Darius Jones Quartet - "The Enjoli Moon" (Book of Mae'bul (Another Kind of Sunrise))
Book of Mæ’Bul, the most recent offering by Darius Jones as bandleader, surprises in a number of ways, but it’s also his most mature. One can drown in the album’s opening piano notes — I haven’t heard sustain and space quite like it since Tyshawn Sorey’s debut, That/Not. Each note’s long fade also conjures shades of the first Weather Report disc, but the allusion suddenly disappears as Jones’s “The Enjoli Moon” slides into focus. As with the rest of the compositions on offer, its heart-on-sleeve eloquence is also deceptively simple. Andrew Hill’s 2000 comeback, Dusk, may be the closest point of comparison; each head provides a springboard for improvisations that balance abstraction and complexity with stunning rhythmic cohesion.

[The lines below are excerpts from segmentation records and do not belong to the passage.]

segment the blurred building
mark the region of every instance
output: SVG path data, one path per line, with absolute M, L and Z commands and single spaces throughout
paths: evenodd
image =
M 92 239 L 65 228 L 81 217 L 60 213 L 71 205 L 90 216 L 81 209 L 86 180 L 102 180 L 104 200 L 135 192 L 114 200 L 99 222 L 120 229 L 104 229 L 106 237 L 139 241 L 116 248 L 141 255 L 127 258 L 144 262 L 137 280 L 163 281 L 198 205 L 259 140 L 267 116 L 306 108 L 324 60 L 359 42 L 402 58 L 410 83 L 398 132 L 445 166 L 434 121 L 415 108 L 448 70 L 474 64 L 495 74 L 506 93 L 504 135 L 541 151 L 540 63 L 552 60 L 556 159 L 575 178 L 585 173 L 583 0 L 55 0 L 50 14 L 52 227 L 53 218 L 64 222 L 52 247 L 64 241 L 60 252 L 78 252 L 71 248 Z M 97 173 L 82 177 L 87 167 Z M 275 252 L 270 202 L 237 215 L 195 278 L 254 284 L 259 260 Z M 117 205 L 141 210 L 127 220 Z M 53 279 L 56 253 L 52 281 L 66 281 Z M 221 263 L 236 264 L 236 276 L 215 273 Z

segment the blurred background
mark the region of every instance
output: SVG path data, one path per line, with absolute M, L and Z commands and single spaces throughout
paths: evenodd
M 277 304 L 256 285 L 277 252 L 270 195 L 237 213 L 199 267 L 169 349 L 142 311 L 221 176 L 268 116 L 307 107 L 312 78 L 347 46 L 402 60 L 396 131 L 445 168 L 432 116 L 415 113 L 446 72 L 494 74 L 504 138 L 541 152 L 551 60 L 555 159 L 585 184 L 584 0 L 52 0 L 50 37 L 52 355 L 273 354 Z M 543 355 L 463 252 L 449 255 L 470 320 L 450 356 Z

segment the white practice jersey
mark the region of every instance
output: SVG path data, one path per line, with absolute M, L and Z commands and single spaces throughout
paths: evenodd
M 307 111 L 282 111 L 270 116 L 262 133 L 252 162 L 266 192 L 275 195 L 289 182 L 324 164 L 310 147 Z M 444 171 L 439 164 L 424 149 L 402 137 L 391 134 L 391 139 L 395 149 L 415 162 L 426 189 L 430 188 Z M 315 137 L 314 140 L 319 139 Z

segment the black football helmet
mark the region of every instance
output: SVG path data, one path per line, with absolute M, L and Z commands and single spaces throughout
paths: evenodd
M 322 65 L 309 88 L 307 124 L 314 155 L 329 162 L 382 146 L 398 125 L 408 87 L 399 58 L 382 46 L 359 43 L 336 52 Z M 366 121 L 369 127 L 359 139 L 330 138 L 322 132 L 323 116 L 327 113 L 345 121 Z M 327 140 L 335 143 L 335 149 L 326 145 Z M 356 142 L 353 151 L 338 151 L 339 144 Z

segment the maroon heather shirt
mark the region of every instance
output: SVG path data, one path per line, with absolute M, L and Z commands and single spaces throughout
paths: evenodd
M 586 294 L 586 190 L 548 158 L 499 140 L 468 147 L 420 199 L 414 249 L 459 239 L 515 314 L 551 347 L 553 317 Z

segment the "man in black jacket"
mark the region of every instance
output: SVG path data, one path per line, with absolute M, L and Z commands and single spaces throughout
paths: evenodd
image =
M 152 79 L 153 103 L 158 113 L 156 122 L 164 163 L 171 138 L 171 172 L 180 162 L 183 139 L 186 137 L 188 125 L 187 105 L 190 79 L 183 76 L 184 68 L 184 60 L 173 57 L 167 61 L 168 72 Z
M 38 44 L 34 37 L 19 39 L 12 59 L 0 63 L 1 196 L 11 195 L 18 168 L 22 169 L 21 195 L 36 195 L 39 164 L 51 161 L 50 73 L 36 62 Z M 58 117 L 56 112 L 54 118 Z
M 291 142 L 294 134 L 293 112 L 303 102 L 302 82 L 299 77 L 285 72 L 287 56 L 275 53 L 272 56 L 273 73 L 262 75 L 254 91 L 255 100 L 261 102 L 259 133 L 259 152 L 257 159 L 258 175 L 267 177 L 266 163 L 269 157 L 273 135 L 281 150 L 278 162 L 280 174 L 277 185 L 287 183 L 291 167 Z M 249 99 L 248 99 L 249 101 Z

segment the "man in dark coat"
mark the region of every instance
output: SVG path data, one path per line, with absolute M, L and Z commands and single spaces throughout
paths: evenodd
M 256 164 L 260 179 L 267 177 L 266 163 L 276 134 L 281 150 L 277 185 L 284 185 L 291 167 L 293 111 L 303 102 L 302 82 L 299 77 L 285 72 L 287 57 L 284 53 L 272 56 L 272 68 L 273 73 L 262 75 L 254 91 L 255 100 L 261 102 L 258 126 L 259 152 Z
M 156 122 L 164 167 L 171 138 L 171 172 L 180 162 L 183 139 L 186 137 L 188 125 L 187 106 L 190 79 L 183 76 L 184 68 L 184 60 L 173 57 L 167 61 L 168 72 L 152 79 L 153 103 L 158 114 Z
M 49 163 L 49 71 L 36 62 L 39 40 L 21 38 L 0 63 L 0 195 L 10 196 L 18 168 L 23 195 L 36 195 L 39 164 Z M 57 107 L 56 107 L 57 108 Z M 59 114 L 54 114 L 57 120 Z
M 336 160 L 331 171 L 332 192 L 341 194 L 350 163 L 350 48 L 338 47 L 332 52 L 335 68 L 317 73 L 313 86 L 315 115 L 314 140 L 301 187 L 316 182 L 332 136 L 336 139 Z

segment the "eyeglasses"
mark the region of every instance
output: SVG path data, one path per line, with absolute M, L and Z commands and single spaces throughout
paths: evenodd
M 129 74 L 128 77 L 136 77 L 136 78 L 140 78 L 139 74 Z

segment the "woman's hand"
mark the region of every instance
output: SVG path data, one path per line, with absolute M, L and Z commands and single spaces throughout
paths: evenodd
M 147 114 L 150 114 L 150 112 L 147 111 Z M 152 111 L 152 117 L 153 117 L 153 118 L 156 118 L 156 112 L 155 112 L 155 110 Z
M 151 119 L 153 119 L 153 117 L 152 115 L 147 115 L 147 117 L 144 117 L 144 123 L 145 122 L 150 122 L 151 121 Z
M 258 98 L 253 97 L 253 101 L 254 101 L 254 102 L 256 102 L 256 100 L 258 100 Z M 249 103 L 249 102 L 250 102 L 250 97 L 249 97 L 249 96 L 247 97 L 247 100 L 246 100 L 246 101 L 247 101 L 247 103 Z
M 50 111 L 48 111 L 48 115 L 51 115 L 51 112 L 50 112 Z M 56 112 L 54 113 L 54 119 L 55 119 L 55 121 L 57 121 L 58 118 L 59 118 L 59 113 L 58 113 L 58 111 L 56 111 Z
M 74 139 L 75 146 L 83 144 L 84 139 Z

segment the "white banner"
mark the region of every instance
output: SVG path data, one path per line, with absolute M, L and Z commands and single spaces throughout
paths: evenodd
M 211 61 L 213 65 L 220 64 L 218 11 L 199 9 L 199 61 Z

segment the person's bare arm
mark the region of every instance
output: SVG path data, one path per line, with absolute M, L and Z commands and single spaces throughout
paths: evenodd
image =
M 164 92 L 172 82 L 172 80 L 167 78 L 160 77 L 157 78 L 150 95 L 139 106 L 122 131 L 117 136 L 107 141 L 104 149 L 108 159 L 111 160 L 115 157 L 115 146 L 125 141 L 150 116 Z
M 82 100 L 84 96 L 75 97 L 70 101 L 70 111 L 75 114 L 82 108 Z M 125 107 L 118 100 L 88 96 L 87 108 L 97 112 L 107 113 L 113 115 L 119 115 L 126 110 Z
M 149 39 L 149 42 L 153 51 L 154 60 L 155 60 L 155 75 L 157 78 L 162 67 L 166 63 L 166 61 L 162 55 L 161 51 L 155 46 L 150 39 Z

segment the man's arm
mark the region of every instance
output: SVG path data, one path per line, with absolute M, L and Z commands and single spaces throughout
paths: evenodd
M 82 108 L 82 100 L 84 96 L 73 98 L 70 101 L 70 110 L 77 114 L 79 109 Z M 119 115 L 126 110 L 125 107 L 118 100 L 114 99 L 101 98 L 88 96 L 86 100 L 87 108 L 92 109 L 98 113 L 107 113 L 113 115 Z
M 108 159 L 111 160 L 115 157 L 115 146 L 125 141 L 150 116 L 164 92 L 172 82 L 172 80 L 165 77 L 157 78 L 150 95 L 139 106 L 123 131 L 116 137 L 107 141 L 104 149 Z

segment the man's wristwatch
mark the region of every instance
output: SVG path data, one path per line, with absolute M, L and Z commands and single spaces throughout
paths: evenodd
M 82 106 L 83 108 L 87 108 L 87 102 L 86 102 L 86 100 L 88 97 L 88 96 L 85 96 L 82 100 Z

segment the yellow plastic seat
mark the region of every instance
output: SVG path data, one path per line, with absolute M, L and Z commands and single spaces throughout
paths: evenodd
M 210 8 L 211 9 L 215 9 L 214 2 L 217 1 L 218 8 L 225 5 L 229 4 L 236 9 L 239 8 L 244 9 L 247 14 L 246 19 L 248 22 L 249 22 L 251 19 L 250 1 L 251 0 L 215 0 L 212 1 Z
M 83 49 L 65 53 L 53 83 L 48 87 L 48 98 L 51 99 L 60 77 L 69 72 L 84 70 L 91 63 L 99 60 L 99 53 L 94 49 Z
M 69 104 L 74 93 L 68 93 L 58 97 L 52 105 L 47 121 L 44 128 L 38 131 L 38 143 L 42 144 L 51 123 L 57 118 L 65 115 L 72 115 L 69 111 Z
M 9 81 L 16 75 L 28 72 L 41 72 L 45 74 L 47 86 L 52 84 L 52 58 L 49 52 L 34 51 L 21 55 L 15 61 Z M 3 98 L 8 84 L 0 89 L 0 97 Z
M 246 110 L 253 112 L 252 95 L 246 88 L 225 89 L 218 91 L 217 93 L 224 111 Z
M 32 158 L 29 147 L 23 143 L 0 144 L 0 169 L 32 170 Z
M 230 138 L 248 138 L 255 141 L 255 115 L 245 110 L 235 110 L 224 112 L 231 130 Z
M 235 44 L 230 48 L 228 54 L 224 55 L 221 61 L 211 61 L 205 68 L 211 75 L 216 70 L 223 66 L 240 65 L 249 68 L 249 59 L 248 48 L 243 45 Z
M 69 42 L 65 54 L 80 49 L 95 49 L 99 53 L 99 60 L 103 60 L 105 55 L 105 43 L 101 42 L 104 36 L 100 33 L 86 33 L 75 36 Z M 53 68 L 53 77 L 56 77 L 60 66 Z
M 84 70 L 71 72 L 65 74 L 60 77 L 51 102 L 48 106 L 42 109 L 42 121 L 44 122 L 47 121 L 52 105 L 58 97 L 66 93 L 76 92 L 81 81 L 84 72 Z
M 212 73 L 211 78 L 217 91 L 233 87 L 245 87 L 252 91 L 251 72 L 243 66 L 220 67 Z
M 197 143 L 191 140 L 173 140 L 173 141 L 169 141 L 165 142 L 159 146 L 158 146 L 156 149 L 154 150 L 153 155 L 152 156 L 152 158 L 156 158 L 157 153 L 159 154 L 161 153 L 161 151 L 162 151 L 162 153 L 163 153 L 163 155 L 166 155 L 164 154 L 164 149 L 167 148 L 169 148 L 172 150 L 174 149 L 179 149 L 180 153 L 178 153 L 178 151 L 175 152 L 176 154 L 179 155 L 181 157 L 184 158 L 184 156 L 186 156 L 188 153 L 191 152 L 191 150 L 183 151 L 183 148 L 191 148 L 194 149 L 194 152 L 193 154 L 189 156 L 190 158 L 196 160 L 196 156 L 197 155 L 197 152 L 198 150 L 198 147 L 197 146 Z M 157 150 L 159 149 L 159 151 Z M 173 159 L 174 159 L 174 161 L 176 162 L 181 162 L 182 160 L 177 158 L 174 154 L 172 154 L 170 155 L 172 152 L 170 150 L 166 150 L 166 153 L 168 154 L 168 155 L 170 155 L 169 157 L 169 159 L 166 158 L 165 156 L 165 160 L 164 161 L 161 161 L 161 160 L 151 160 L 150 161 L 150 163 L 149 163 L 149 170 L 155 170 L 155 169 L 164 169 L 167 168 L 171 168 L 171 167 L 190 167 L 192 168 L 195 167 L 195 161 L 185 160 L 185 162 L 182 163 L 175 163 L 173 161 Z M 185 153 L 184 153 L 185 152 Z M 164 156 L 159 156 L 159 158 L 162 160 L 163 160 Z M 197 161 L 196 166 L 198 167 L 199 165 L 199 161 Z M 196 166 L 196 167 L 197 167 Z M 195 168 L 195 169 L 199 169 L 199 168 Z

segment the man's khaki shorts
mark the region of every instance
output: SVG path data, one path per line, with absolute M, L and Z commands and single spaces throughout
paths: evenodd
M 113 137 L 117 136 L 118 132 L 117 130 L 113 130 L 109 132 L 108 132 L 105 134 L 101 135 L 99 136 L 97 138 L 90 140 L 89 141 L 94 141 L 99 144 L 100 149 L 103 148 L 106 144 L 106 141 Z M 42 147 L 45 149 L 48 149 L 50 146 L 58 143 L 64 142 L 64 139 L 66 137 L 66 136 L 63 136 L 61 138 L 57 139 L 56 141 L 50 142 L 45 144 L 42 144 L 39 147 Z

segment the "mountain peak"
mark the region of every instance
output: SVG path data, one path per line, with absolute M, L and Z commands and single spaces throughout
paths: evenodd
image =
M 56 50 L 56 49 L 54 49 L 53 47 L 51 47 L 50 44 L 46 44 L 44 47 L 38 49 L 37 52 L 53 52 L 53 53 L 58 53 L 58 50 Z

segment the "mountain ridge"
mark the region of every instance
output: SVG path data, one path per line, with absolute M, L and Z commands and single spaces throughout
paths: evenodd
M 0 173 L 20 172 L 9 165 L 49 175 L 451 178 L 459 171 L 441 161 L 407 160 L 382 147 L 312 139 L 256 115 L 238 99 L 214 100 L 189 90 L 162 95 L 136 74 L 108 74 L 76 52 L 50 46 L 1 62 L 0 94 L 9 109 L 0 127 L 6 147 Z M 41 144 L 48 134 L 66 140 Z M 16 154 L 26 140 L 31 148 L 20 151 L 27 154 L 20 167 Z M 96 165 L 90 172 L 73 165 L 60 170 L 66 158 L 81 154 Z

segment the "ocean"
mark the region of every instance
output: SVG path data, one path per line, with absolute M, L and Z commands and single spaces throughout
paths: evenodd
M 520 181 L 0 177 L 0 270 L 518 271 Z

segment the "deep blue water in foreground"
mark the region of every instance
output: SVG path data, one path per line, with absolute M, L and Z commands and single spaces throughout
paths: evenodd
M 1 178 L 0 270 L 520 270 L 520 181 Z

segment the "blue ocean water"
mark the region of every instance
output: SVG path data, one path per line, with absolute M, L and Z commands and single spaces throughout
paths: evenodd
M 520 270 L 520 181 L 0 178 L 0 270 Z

The band is excellent. Jones’s alto is complemented by pianist Matt Mitchell, bassist Trevor Dunn and drummer Ches Smith, three of the reedsmen’s most sympathetic partners. Again, Hill’s ever adventurous group interplay is a model here, as is Miles Davis’s second quintet, around the time of ESP, but the ensuing years and advancement of improvisational techniques ensure a new fluidity. The quartet can run with the syncopations embedded in a slinky loafer like “The Fagley Blues” and take it to all sorts of unimagined places. For Mitchell, Dunn and Smith to venture out is no surprise, but to hear them reconverge, as they do time and time again, is satisfying on many levels. Smith’s contributions, in particular, are imbued with new color and timbral innovation, and his new-found freedoms, typified by cymbal sizzles and unpredictably punchy accents, make him a drummer to watch very closely.
Jones’s own playing has also matured, now living somewhere between the full-bodied command of Wayne Shorter and Jan Garbarek’s pungent upper registers. “Winky” finds him in Puckish post-bop mode, certain strategic notes nevertheless bursting at the seams with New Thing squawk. The rhythms he lays down also keep threatening to overstep their bounds, each solo a study in controlled ecstasy.
With so much great playing and boundless energy afoot, why was the decision made to truncate the seriously heavy “Roosevelt,” an older Jones composition revamped for the occasion? In some ways, the track’s conclusion involves the freest playing on the disc, making its slow fade all the more frustrating, despite an impassioned solo from Smith. Grumbling aside, this invigorating quartet date walks the line between exploration and accessibility that most musicians are afraid — or unable — to touch.